Before we move on, let's recall some existing knowledge we have now. Nowadays, or more commonly, we are using 32 bits processor at home, even in industry. General purpose registers like eax, ebx.. etc. are 32 bits. sizeof(int) = 4 (bytes). But not all registers are 32 bits, there are some registers having longer bit length. Since a decade ago, Intel introduced MMX extension, in which there are 8 registers mm0, mm1 .. mm7 having 64 bits length. After that, Intel introduced SSE extension, which has another new 8 registers xmm0, xmm1 .. xmm7 having 128 bits length. If you want to know more details, please go to my Links section. Look for Intel.

Requirement

Ask yourself first, what machine you are using. It should be Intel P3 or newer. You must bear in mind that this optimization method is machine dependant, which means that if your hardware does not support, you won't able to see the difference.

Code

The sample that I created, I purposely made it simple that it runs in console mode. Don't cut and paste, I rather want the reader understand and try it themselves. Here's the sample start..

The demo code will let you see the difference between these two functions that serve the same purpose. Start from here, I won't explain much, you will be alone and please read the comments within the code. I'm sure you will able to catch up. =)

Wait! Get your break point ready first, sit tight. When you do debugging, please try to step through both functions, you will notice the difference.

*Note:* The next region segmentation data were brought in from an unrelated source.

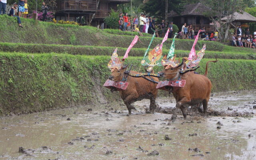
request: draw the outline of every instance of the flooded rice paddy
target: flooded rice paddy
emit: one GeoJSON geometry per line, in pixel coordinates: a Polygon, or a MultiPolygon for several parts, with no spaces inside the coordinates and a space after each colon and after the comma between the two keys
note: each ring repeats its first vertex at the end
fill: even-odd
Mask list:
{"type": "Polygon", "coordinates": [[[130,116],[120,102],[2,118],[0,159],[256,159],[256,90],[214,94],[206,115],[173,123],[175,100],[156,102],[153,114],[144,100],[130,116]]]}

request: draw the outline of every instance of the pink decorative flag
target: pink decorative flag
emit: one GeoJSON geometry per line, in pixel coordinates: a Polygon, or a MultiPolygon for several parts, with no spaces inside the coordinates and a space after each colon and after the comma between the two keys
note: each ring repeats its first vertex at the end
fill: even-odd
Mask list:
{"type": "Polygon", "coordinates": [[[130,45],[130,46],[129,46],[129,47],[128,47],[128,48],[127,48],[126,52],[125,52],[125,54],[124,54],[124,57],[123,58],[123,59],[122,59],[122,60],[123,61],[124,60],[125,60],[128,57],[128,54],[129,54],[130,51],[131,50],[131,49],[132,49],[133,46],[136,44],[136,43],[137,43],[138,38],[139,37],[138,36],[135,36],[135,37],[134,37],[134,38],[132,40],[132,42],[131,44],[130,45]]]}
{"type": "Polygon", "coordinates": [[[167,40],[167,39],[168,39],[168,34],[169,34],[169,30],[170,30],[170,28],[168,28],[168,30],[167,30],[167,32],[166,32],[166,33],[165,34],[165,36],[164,36],[164,39],[163,39],[163,40],[162,41],[162,43],[160,45],[160,48],[162,48],[162,47],[163,47],[163,44],[164,44],[164,42],[166,41],[166,40],[167,40]]]}
{"type": "Polygon", "coordinates": [[[194,44],[193,44],[192,48],[191,48],[190,52],[190,53],[189,53],[189,56],[188,56],[188,60],[192,60],[193,59],[193,57],[196,56],[196,49],[195,48],[195,47],[196,46],[196,44],[197,41],[198,40],[199,34],[201,31],[202,30],[200,30],[198,31],[198,32],[197,33],[197,36],[196,36],[196,39],[195,39],[195,41],[194,42],[194,44]]]}

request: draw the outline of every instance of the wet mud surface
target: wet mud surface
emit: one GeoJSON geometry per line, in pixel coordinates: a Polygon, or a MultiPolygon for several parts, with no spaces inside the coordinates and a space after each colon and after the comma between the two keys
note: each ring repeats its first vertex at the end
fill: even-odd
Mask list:
{"type": "Polygon", "coordinates": [[[256,91],[211,98],[206,115],[173,123],[170,97],[153,114],[145,100],[130,116],[120,102],[2,118],[0,159],[256,159],[256,91]]]}

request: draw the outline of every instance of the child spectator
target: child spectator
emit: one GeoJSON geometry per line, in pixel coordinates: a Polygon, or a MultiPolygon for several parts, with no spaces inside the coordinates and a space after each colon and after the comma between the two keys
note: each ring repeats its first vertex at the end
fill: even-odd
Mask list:
{"type": "Polygon", "coordinates": [[[214,39],[215,39],[215,42],[217,42],[217,40],[218,40],[218,32],[217,30],[215,30],[215,31],[214,31],[214,39]]]}
{"type": "Polygon", "coordinates": [[[190,30],[188,30],[188,39],[191,40],[191,31],[190,30]]]}
{"type": "Polygon", "coordinates": [[[212,33],[211,33],[211,35],[210,36],[210,40],[212,40],[212,39],[214,38],[214,32],[212,32],[212,33]]]}
{"type": "Polygon", "coordinates": [[[140,36],[142,36],[142,37],[144,36],[143,36],[142,34],[141,33],[141,32],[140,32],[140,28],[139,28],[139,26],[137,26],[137,27],[135,28],[135,26],[133,25],[132,25],[132,28],[133,28],[133,30],[134,31],[137,32],[139,33],[139,34],[140,35],[140,36]],[[134,30],[133,30],[134,28],[134,30]]]}
{"type": "Polygon", "coordinates": [[[122,20],[122,17],[119,17],[119,20],[118,20],[118,23],[119,24],[119,30],[122,30],[122,26],[123,25],[123,21],[122,20]]]}
{"type": "Polygon", "coordinates": [[[185,26],[184,28],[184,35],[185,36],[184,39],[187,39],[188,38],[188,26],[185,26]]]}
{"type": "Polygon", "coordinates": [[[21,25],[21,21],[20,21],[20,17],[16,16],[17,6],[18,4],[16,3],[14,3],[13,5],[13,7],[12,7],[11,10],[10,11],[9,16],[17,17],[17,20],[18,20],[18,23],[19,24],[19,26],[20,27],[23,27],[23,26],[21,25]]]}
{"type": "Polygon", "coordinates": [[[21,17],[22,13],[25,12],[24,5],[25,3],[24,2],[24,0],[19,0],[18,11],[19,17],[21,17]]]}
{"type": "Polygon", "coordinates": [[[238,41],[238,46],[240,47],[244,47],[243,46],[243,42],[241,40],[241,36],[237,35],[237,40],[238,41]]]}
{"type": "Polygon", "coordinates": [[[251,43],[251,40],[250,39],[249,36],[247,37],[247,39],[246,40],[247,40],[247,44],[248,44],[248,46],[247,46],[247,47],[248,48],[252,47],[252,43],[251,43]]]}
{"type": "Polygon", "coordinates": [[[135,18],[133,19],[133,24],[135,26],[135,28],[137,28],[138,22],[138,16],[135,16],[135,18]]]}
{"type": "Polygon", "coordinates": [[[206,35],[205,36],[205,40],[209,40],[209,35],[208,35],[208,33],[206,33],[206,35]]]}
{"type": "Polygon", "coordinates": [[[25,10],[25,12],[22,13],[23,14],[23,17],[26,18],[27,18],[27,16],[28,15],[28,0],[25,0],[24,1],[24,9],[25,10]]]}
{"type": "MultiPolygon", "coordinates": [[[[213,32],[212,32],[213,33],[213,32]]],[[[212,34],[213,34],[213,33],[212,33],[212,34]]],[[[233,41],[233,46],[234,45],[237,47],[237,45],[236,45],[236,34],[234,34],[233,35],[233,36],[232,36],[232,40],[233,41]]]]}

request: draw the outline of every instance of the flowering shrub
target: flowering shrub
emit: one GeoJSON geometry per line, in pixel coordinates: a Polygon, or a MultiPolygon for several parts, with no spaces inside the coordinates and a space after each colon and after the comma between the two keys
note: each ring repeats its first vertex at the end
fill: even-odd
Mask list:
{"type": "MultiPolygon", "coordinates": [[[[54,23],[56,23],[56,21],[54,18],[53,20],[52,20],[52,21],[54,23]]],[[[60,24],[70,24],[79,25],[79,24],[78,24],[78,23],[74,21],[70,21],[68,20],[65,21],[63,20],[59,20],[58,21],[58,23],[60,24]]]]}
{"type": "MultiPolygon", "coordinates": [[[[34,10],[33,11],[33,13],[36,13],[36,11],[34,10]]],[[[52,12],[47,12],[47,14],[45,16],[45,21],[46,22],[50,22],[52,21],[52,19],[54,17],[53,16],[54,13],[52,12]]],[[[32,18],[32,15],[31,14],[29,16],[29,18],[32,18]]],[[[37,19],[39,20],[43,20],[43,13],[41,12],[37,12],[37,19]]]]}

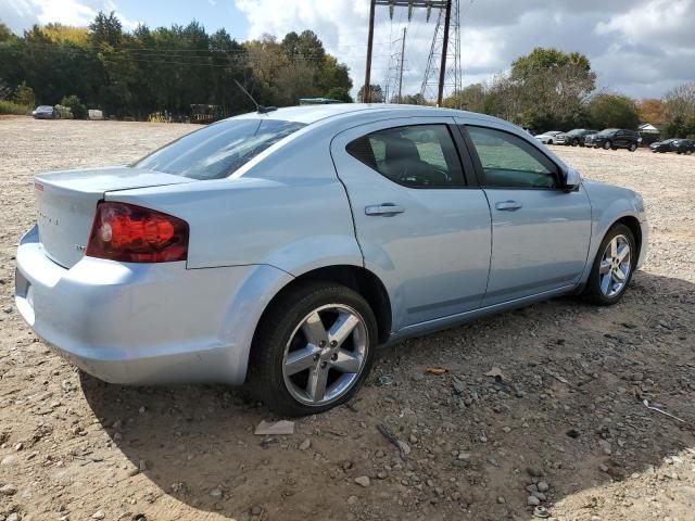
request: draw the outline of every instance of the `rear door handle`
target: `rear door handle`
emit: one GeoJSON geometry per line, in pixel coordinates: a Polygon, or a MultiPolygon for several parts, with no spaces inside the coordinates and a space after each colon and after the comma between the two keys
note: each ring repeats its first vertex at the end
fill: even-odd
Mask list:
{"type": "Polygon", "coordinates": [[[405,208],[399,204],[381,203],[365,206],[365,215],[377,215],[381,217],[393,217],[396,214],[402,214],[405,208]]]}
{"type": "Polygon", "coordinates": [[[500,203],[495,203],[495,209],[500,212],[516,212],[523,205],[521,203],[517,203],[516,201],[502,201],[500,203]]]}

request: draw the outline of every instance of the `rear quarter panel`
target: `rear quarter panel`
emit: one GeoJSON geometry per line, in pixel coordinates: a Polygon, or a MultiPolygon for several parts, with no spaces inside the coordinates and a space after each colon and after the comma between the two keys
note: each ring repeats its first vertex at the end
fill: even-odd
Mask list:
{"type": "Polygon", "coordinates": [[[348,195],[329,139],[308,132],[244,168],[243,176],[111,192],[190,226],[188,268],[267,264],[293,276],[362,266],[348,195]]]}

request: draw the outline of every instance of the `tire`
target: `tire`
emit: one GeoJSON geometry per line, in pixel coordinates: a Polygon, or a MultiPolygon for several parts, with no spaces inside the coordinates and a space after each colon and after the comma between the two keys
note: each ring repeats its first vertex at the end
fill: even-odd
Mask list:
{"type": "Polygon", "coordinates": [[[324,412],[348,402],[364,383],[377,343],[377,320],[362,295],[333,282],[301,283],[280,295],[258,323],[250,391],[281,416],[324,412]],[[334,344],[327,330],[338,320],[354,325],[334,344]],[[294,367],[288,360],[292,353],[294,367]]]}
{"type": "Polygon", "coordinates": [[[598,246],[584,295],[599,306],[611,306],[618,303],[632,280],[637,254],[634,236],[630,228],[624,225],[615,225],[610,228],[598,246]],[[618,246],[616,251],[612,251],[614,240],[618,246]],[[620,264],[615,264],[619,262],[617,260],[619,257],[614,254],[622,253],[624,245],[629,247],[627,259],[623,257],[620,264]],[[623,280],[616,277],[617,270],[622,274],[623,280]]]}

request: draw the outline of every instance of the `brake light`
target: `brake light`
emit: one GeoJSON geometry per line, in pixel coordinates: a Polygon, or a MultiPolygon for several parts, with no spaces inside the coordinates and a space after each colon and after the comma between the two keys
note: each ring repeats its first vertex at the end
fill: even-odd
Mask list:
{"type": "Polygon", "coordinates": [[[102,201],[85,254],[123,263],[186,260],[188,223],[134,204],[102,201]]]}

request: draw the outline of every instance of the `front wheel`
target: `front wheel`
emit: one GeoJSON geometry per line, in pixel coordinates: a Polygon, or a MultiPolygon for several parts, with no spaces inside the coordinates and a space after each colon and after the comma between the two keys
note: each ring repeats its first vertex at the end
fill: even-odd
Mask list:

"DataTransferTypical" it will copy one int per loop (sizeof(int)=4bytes ) whereas "DataTransferOptimised" it will copy four int per loop (4*sizeof(int)=16bytes).

Setting up your Watch window.. In your Watch window, watch "piDst, 101". Then you will see how it is changing... Image 2

P.S.: You need to install processor pack in order to get your MSVC++ compile this code. See Links section.

C++
int DataTransferTypical(int* piDst, int* piSrc, unsigned long SizeInBytes);
int DataTransferOptimised(int* piDst, int* piSrc, unsigned long SizeInBytes);
C++
int main(int argc, char* argv[])
{
 // var keep the start and end time. simple one. if u wish to have accurate 
 // one, please look for other article.
 unsigned long dwTimeStart = 0;
 unsigned long dwTimeEnd = 0;

 // temporary variable
 int *piSrc = NULL;
 int *piDst = NULL;

 int i = 0;
 char cKey = 0;

 unsigned long dwDataSizeInBytes = sizeof(int) * DATA_SIZE;

 // u need to install processor pack in order to get msvc++ compile this 
 // code. see Link section.
 piSrc = (int *)_aligned_malloc(dwDataSizeInBytes,dwDataSizeInBytes);
 piDst = (int *)_aligned_malloc(dwDataSizeInBytes,dwDataSizeInBytes);

 do
 {
  // initialise
  memset(piSrc, 1, dwDataSizeInBytes);
  memset(piDst, 0, dwDataSizeInBytes);

  dwTimeStart = clock();
  for(i = 0; i < ITERATION; i++)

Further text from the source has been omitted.